Chef Andrius Kubilius è un po’ rude ma sa il fatto suo, ci diciamo, dalla postazione al bancone affacciato sulla cucina a vista dove si muovono alacremente cinque o sei giovani cuochi di ambo i sessi. Da un ripiano di acciaio – le cucine sono sempre un tripudio di acciai – ci osserva un pelouche a forma di unicorno, che in effetti non immaginiamo tra gli oggetti di design che potremmo trovare, che so, al Geranium di Copenaghen o al Maaemo di Oslo, mutatis mutandis (e comunque il Ninteen18 ha incassato una, meritata, nomina nei 50 Best Discovery ed è segnalato tra i mille migliori ristoranti al mondo da La Liste). E già qui qualche sospetto insorge, allontanato come un pensiero molesto indotto dal designer tetragono che alberga in ognuno di noi.
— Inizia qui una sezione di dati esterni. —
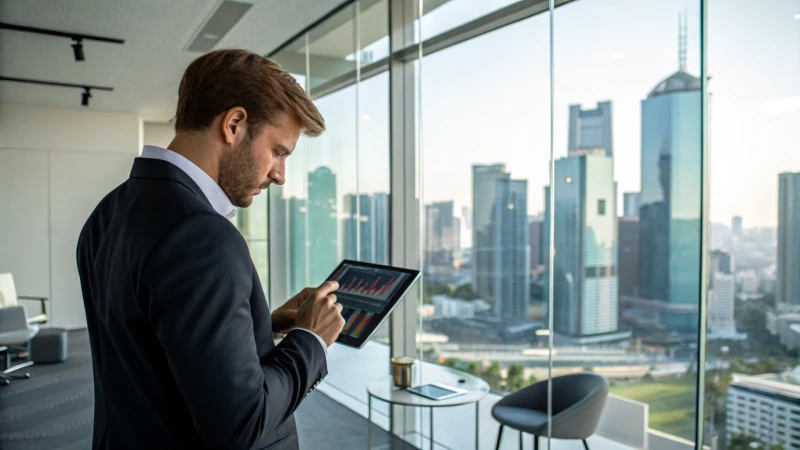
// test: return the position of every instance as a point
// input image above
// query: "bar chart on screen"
(370, 283)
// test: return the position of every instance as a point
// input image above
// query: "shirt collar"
(219, 201)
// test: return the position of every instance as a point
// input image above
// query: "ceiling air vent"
(221, 20)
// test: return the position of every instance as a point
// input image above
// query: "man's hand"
(321, 314)
(284, 317)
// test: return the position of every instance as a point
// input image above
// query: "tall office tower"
(366, 229)
(670, 223)
(536, 242)
(628, 256)
(322, 226)
(380, 217)
(440, 237)
(630, 204)
(736, 226)
(722, 301)
(721, 262)
(511, 249)
(484, 180)
(500, 242)
(789, 239)
(590, 128)
(585, 289)
(297, 245)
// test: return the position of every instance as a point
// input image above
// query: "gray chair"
(14, 333)
(578, 402)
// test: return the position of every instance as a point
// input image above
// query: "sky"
(488, 100)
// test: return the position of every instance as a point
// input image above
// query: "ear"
(234, 125)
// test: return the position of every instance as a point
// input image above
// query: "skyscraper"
(511, 250)
(370, 243)
(500, 240)
(670, 223)
(736, 226)
(297, 245)
(591, 128)
(484, 181)
(536, 242)
(788, 281)
(440, 237)
(585, 286)
(722, 301)
(721, 262)
(322, 226)
(630, 204)
(628, 256)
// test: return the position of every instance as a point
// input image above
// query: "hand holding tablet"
(321, 314)
(368, 293)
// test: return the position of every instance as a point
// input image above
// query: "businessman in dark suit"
(180, 331)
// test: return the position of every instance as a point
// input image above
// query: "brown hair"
(224, 79)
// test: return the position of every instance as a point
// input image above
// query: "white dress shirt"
(215, 195)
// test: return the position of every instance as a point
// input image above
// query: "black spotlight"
(85, 97)
(77, 49)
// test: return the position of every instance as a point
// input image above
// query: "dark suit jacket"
(180, 331)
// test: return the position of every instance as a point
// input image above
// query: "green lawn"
(672, 404)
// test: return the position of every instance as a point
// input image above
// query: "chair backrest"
(13, 319)
(8, 293)
(574, 388)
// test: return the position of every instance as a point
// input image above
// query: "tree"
(515, 377)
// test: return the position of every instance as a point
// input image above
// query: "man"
(180, 331)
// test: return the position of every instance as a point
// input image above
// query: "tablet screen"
(368, 293)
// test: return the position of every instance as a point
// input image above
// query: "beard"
(238, 176)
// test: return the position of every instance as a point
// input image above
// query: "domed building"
(670, 225)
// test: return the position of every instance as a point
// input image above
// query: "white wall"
(55, 166)
(158, 134)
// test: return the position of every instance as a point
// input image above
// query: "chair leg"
(499, 437)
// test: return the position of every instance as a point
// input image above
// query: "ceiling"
(146, 70)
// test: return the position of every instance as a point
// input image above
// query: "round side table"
(383, 389)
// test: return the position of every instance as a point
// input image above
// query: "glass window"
(483, 184)
(440, 16)
(335, 203)
(627, 196)
(754, 227)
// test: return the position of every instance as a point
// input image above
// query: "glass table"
(383, 389)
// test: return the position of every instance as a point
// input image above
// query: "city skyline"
(623, 72)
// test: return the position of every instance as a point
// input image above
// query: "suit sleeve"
(198, 282)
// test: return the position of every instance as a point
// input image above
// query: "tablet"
(368, 294)
(436, 391)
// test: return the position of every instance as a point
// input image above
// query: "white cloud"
(782, 105)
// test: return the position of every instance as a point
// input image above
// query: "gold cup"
(402, 371)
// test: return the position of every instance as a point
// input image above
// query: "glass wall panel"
(335, 203)
(751, 377)
(440, 16)
(627, 205)
(485, 162)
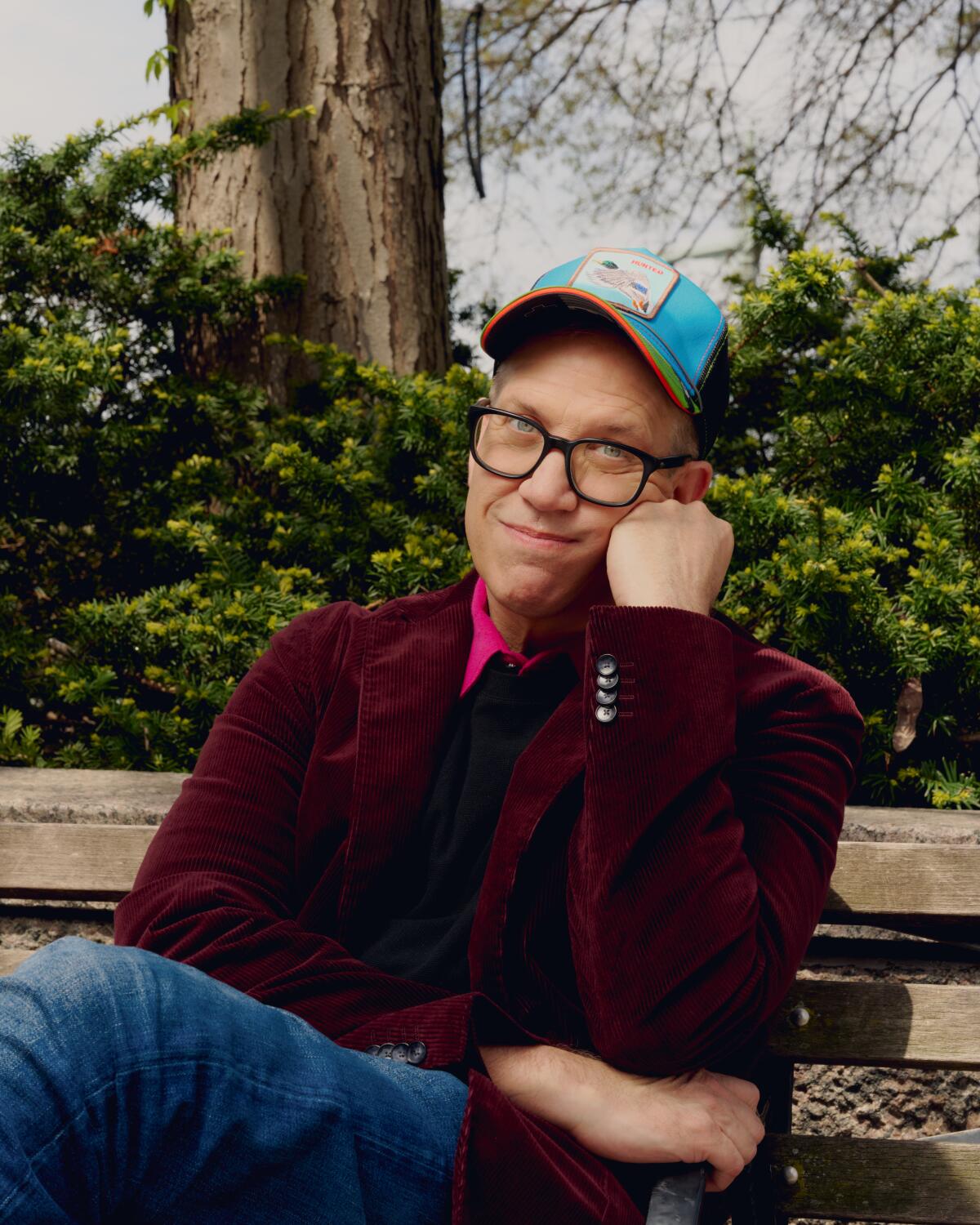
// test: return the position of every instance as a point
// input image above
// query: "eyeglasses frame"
(554, 443)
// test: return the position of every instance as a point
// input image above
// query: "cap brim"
(534, 313)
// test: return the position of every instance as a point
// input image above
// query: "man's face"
(590, 385)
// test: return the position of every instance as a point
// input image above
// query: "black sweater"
(426, 935)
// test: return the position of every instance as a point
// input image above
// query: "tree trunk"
(353, 198)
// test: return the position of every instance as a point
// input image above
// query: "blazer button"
(605, 666)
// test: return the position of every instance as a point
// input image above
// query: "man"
(522, 865)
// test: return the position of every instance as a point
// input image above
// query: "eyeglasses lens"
(600, 470)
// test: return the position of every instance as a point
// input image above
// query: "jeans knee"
(87, 989)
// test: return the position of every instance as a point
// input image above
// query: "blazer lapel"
(414, 659)
(413, 670)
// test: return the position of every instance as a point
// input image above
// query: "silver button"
(605, 666)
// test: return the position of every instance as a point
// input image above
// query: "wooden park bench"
(929, 892)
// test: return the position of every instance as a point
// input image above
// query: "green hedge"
(156, 531)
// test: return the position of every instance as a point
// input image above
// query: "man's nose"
(548, 487)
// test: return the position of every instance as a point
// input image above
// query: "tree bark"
(352, 198)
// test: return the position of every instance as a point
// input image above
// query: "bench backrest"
(921, 889)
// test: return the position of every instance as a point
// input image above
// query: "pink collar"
(488, 641)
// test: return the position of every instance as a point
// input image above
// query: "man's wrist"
(553, 1082)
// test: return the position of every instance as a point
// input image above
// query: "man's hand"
(669, 553)
(698, 1116)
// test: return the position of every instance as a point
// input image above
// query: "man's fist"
(700, 1116)
(669, 553)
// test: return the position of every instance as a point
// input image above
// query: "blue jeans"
(135, 1088)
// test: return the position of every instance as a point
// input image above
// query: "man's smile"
(533, 539)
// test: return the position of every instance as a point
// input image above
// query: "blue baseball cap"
(673, 323)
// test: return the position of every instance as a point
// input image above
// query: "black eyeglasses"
(599, 470)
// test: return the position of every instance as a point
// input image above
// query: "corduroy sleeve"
(217, 887)
(700, 865)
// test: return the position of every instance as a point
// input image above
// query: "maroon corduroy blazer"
(651, 889)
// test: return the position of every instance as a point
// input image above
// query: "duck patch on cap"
(630, 282)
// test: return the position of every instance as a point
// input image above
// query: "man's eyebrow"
(624, 431)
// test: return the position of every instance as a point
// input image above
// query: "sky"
(65, 64)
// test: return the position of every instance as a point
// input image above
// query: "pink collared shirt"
(488, 639)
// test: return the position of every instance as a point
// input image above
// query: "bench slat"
(887, 1024)
(845, 1178)
(898, 880)
(904, 879)
(56, 860)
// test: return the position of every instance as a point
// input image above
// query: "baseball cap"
(674, 323)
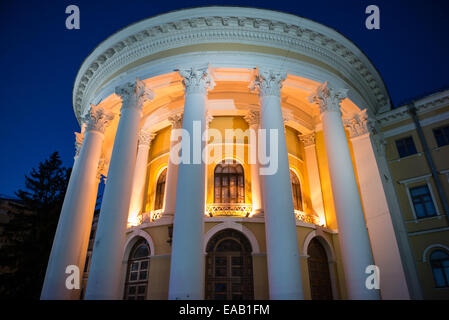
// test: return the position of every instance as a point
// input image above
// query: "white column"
(187, 260)
(140, 173)
(284, 271)
(172, 172)
(253, 119)
(352, 232)
(104, 275)
(316, 195)
(77, 210)
(393, 284)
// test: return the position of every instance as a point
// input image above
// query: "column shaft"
(253, 119)
(140, 173)
(172, 173)
(284, 271)
(77, 212)
(187, 258)
(104, 275)
(393, 284)
(353, 234)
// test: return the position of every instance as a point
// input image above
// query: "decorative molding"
(307, 139)
(268, 82)
(79, 138)
(97, 118)
(327, 98)
(424, 105)
(134, 95)
(176, 120)
(242, 25)
(252, 118)
(196, 80)
(357, 125)
(145, 137)
(101, 170)
(209, 118)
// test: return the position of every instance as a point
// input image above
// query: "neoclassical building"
(308, 223)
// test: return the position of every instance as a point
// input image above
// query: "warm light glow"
(302, 216)
(133, 220)
(322, 221)
(229, 210)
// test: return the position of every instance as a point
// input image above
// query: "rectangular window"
(406, 147)
(441, 136)
(422, 202)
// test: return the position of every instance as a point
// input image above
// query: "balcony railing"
(229, 210)
(302, 216)
(150, 216)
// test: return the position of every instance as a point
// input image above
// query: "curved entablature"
(228, 37)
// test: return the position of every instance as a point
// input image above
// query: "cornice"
(423, 105)
(254, 26)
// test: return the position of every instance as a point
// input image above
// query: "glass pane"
(220, 272)
(439, 255)
(141, 252)
(144, 265)
(220, 287)
(439, 277)
(220, 261)
(236, 272)
(133, 276)
(141, 290)
(142, 275)
(237, 260)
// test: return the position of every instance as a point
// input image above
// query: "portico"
(328, 183)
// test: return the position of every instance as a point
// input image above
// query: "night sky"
(40, 59)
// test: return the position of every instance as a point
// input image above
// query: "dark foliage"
(30, 233)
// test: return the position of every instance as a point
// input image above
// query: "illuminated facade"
(219, 229)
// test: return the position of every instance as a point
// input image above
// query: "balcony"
(303, 217)
(150, 216)
(229, 210)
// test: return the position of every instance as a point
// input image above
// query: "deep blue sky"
(40, 59)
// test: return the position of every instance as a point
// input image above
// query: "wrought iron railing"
(150, 216)
(229, 210)
(302, 216)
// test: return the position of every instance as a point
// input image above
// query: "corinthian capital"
(134, 95)
(197, 80)
(252, 118)
(97, 119)
(268, 82)
(307, 139)
(176, 120)
(328, 98)
(358, 124)
(145, 137)
(79, 138)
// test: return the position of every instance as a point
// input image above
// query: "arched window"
(137, 275)
(439, 262)
(319, 276)
(296, 191)
(229, 183)
(229, 268)
(160, 190)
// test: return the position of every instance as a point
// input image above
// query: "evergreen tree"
(31, 233)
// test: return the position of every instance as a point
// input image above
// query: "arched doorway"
(320, 280)
(136, 285)
(229, 267)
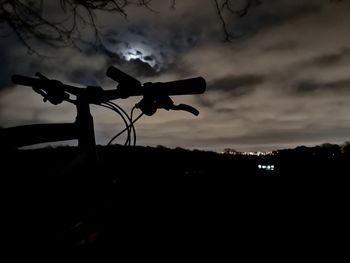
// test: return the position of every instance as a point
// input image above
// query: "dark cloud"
(309, 87)
(331, 59)
(273, 13)
(281, 46)
(236, 86)
(283, 81)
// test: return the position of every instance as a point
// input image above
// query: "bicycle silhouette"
(155, 96)
(78, 228)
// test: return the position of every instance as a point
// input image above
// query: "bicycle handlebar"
(128, 86)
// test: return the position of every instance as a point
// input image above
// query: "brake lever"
(185, 107)
(53, 95)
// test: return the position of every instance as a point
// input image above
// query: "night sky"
(282, 81)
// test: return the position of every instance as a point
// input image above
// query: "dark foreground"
(160, 199)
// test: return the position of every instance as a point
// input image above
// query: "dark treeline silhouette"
(56, 200)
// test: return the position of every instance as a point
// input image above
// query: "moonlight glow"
(140, 52)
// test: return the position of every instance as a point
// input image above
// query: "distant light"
(269, 167)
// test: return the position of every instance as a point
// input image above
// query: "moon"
(140, 52)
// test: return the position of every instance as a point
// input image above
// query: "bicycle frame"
(82, 130)
(155, 96)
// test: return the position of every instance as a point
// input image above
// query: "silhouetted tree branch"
(30, 19)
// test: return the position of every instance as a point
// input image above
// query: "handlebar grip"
(122, 78)
(177, 87)
(26, 81)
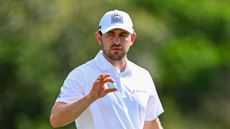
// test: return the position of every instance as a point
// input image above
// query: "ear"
(98, 37)
(133, 37)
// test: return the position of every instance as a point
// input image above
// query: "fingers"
(103, 81)
(104, 78)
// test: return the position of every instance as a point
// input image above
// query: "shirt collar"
(104, 64)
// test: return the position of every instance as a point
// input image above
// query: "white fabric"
(135, 101)
(116, 19)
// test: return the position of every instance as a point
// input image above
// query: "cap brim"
(105, 30)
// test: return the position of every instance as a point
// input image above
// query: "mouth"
(116, 49)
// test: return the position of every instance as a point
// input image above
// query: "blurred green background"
(184, 44)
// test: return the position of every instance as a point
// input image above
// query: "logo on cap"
(116, 18)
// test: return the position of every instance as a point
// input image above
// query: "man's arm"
(63, 113)
(154, 124)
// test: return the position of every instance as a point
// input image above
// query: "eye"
(110, 34)
(124, 34)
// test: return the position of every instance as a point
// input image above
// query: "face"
(116, 43)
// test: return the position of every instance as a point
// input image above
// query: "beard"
(116, 56)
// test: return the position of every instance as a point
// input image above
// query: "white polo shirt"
(135, 101)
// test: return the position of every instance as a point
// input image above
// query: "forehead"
(117, 30)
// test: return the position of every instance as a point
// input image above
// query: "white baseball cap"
(116, 19)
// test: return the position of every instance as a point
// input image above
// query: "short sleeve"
(72, 88)
(154, 106)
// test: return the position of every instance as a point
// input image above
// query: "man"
(109, 91)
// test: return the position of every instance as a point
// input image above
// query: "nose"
(117, 40)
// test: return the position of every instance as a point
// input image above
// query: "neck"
(119, 64)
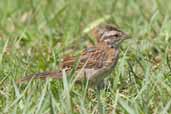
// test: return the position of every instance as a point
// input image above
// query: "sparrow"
(95, 62)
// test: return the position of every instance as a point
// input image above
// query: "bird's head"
(109, 34)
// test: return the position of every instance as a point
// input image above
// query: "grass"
(36, 34)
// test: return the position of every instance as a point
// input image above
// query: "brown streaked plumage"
(95, 62)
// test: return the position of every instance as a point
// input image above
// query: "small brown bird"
(96, 62)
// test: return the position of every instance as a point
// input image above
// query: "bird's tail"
(42, 75)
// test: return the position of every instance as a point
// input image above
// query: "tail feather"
(41, 75)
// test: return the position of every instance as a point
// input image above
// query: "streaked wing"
(90, 58)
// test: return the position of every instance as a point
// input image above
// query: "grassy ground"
(36, 34)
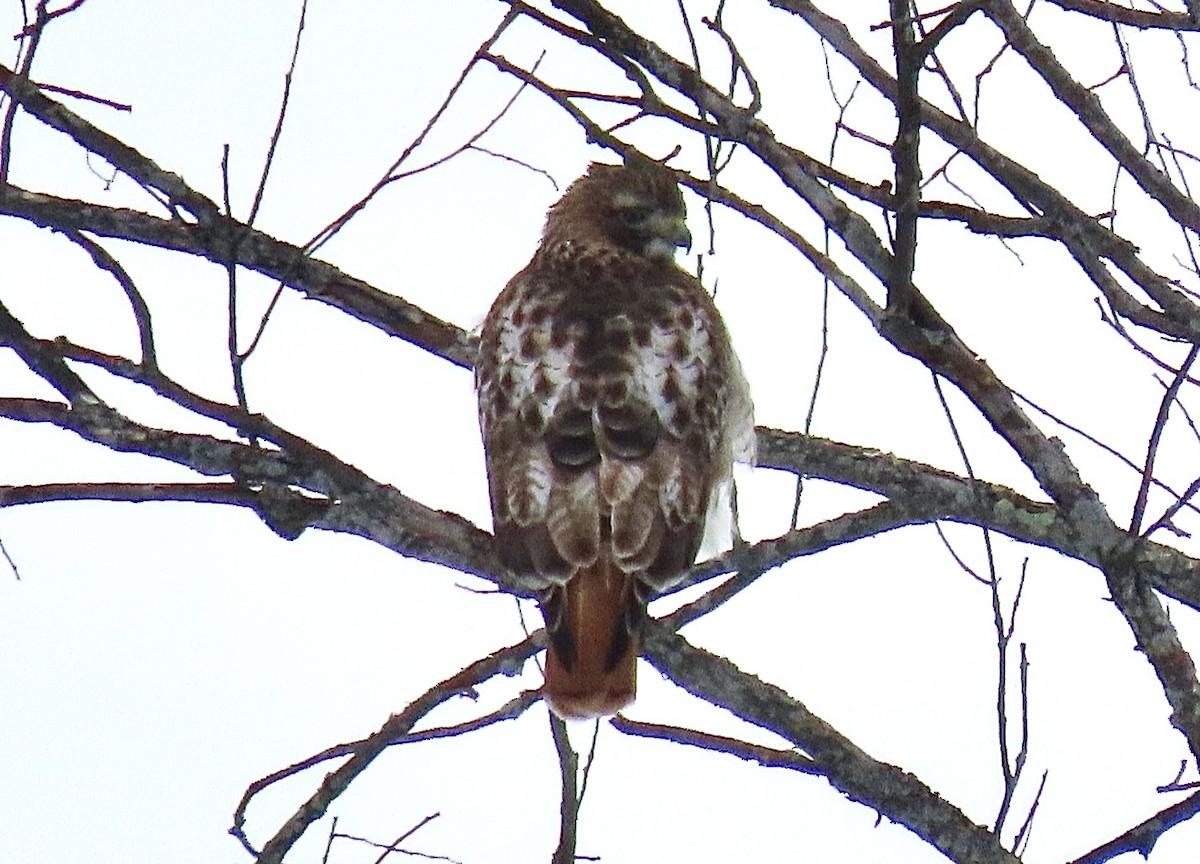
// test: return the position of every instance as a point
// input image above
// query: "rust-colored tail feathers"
(592, 658)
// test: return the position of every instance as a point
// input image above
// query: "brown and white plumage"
(612, 406)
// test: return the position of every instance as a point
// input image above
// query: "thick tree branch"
(894, 793)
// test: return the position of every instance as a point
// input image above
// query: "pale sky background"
(156, 659)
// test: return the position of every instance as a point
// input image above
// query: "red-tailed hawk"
(612, 406)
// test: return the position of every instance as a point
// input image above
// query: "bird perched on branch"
(612, 406)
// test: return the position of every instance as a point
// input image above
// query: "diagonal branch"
(894, 793)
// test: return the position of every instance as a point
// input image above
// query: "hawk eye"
(634, 216)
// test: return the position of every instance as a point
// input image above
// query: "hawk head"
(636, 207)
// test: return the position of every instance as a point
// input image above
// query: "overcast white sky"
(156, 659)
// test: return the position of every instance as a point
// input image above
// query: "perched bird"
(612, 406)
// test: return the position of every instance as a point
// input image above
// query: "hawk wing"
(604, 384)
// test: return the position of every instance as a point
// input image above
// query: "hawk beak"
(675, 232)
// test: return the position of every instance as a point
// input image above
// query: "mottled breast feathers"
(611, 406)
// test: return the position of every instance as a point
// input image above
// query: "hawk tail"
(592, 658)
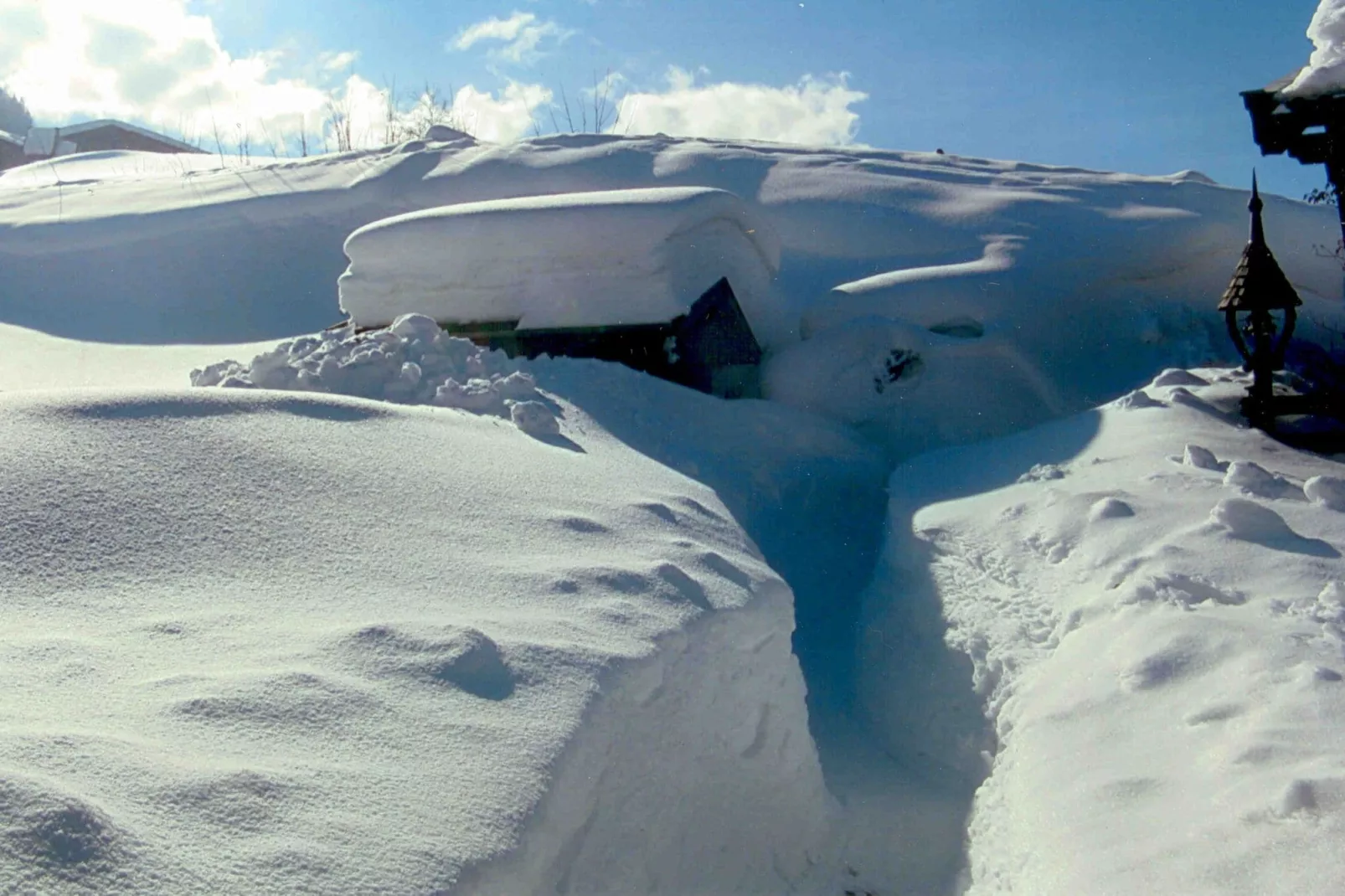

Il problema è tuo, non mio
Primo pasto e prima volta in un ristorante lituano di un certo peso, anche economico (il prezzo si aggira sui 90 euro) la scelta non può che andare diretta al menù degustazione. Che scorrendo appare interessantissimo: erbe e frutti della foresta, selvaggina, trota. E una sorprendente “carbonara” dove al posto della pasta c’è un sottile strato di asparagi bianchi.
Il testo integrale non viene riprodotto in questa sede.